In the early embryo, Dpp signaling functions both to maintain expression of dorsally-acting genes and to suppress expression of neuroectodermal genes (Biehs et al., 1996). Several dorsally-acting genes are transcriptionally activated by Dpp signaling including zen and dpp itself. The positive feedback loop through which Dpp signaling activates its own expression is referred to as autoactivation (Fig. 2). Among the genes repressed by Dpp signaling are those of the AS-Complex, which provide a necessary pre-condition for neural development. Because AS-C genes can be expressed dorsally in the absence of Dpp and nuclear Dorsal, Dorsal plays little, if any, role in restricting AS-C expression to lateral cells. Expression of AS-C in the absence of Dorsal is consistent with the formation of cuticle having partial neuroectodermal character in dpp dl double mutant embryos. Thus, Dpp signaling simultaneously promotes dorsal non-neural ectodermal cell fates while it suppresses neuroectodermal fates.
As the mother initially restricts dpp expression to dorsal cells through the repressive action of Dorsal, one could ask why it should be necessary to have a Dpp antagonist such as Sog in the neuroectoderm?
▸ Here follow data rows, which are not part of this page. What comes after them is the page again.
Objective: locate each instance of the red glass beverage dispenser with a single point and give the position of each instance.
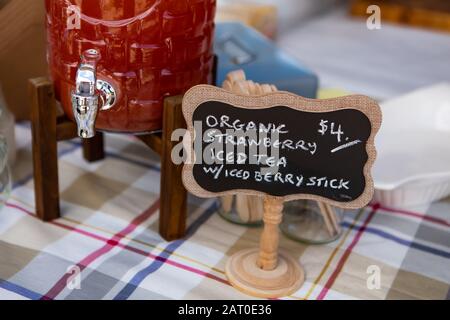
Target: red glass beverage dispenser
(114, 61)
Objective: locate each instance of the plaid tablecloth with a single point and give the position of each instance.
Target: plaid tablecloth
(108, 232)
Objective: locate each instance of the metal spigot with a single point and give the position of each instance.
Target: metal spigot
(90, 95)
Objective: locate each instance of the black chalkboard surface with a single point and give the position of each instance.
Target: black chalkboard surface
(316, 149)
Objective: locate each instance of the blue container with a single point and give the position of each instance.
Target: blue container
(241, 47)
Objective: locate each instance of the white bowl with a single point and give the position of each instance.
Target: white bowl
(413, 162)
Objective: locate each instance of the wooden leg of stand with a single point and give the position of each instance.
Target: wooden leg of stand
(94, 149)
(45, 156)
(173, 209)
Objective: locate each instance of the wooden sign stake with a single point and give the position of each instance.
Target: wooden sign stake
(266, 273)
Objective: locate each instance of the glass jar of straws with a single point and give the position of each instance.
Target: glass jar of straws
(311, 222)
(242, 209)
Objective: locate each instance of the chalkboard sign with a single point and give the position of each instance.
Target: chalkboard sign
(281, 145)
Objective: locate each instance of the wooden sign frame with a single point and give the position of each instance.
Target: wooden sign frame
(203, 93)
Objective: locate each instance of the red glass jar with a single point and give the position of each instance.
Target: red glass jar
(149, 49)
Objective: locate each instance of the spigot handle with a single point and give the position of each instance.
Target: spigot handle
(85, 98)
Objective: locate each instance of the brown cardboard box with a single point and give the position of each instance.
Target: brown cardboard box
(22, 50)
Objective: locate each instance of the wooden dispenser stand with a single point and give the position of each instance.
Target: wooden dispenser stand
(48, 129)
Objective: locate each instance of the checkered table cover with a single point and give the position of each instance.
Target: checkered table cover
(107, 238)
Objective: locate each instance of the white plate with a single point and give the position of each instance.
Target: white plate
(413, 162)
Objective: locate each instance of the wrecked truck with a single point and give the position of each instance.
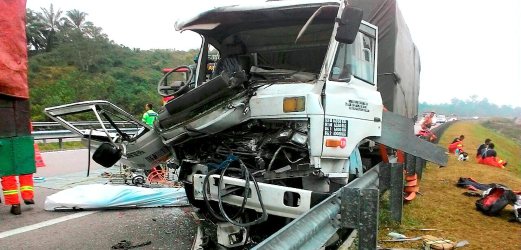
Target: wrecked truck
(292, 111)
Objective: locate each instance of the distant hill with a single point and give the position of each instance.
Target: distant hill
(471, 107)
(72, 60)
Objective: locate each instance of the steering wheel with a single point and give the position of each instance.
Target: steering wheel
(163, 90)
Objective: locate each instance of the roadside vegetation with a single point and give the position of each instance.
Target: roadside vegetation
(72, 60)
(442, 206)
(471, 107)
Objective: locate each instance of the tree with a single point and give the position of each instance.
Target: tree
(76, 19)
(52, 22)
(33, 28)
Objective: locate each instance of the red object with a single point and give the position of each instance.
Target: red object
(400, 156)
(167, 99)
(13, 49)
(383, 153)
(456, 145)
(492, 161)
(10, 188)
(166, 70)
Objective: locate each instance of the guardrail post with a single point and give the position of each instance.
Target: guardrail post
(360, 211)
(410, 164)
(384, 177)
(420, 164)
(396, 195)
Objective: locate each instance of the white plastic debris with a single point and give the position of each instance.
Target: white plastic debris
(99, 196)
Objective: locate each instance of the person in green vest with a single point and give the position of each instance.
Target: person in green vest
(150, 115)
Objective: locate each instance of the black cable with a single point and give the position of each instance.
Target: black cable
(88, 153)
(247, 175)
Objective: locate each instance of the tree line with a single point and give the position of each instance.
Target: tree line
(473, 106)
(72, 60)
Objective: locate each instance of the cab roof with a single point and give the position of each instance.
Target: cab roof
(223, 21)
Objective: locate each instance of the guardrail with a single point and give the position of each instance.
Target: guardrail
(42, 125)
(61, 135)
(355, 206)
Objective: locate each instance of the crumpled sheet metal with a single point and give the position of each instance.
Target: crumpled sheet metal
(99, 196)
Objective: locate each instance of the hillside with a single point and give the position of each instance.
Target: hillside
(72, 60)
(442, 205)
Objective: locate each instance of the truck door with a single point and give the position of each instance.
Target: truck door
(352, 105)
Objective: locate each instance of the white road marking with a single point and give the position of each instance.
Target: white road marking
(44, 224)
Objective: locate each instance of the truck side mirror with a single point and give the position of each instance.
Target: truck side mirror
(348, 25)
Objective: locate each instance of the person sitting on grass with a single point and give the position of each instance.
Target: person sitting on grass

The reason is schematically represented in Figs. 1. and 2. Dpp protein produced in dorsal cells diffuses down into the neuroectoderm where it can autoactivate to induce de novo dpp expression. This results in an invasive positive feedback loop (i.e. Dpp diffuses into the non-dpp expressing domain and activates dpp expression in those cells). Dpp diffusion and autoactivation are useful properties for assuring that all cells within the dorsal domain assume a non-neural fate. However, active opposition of Dpp signaling within the neuroectoderm is necessary to prevent dpp expression from spreading throughout the entire ectoderm.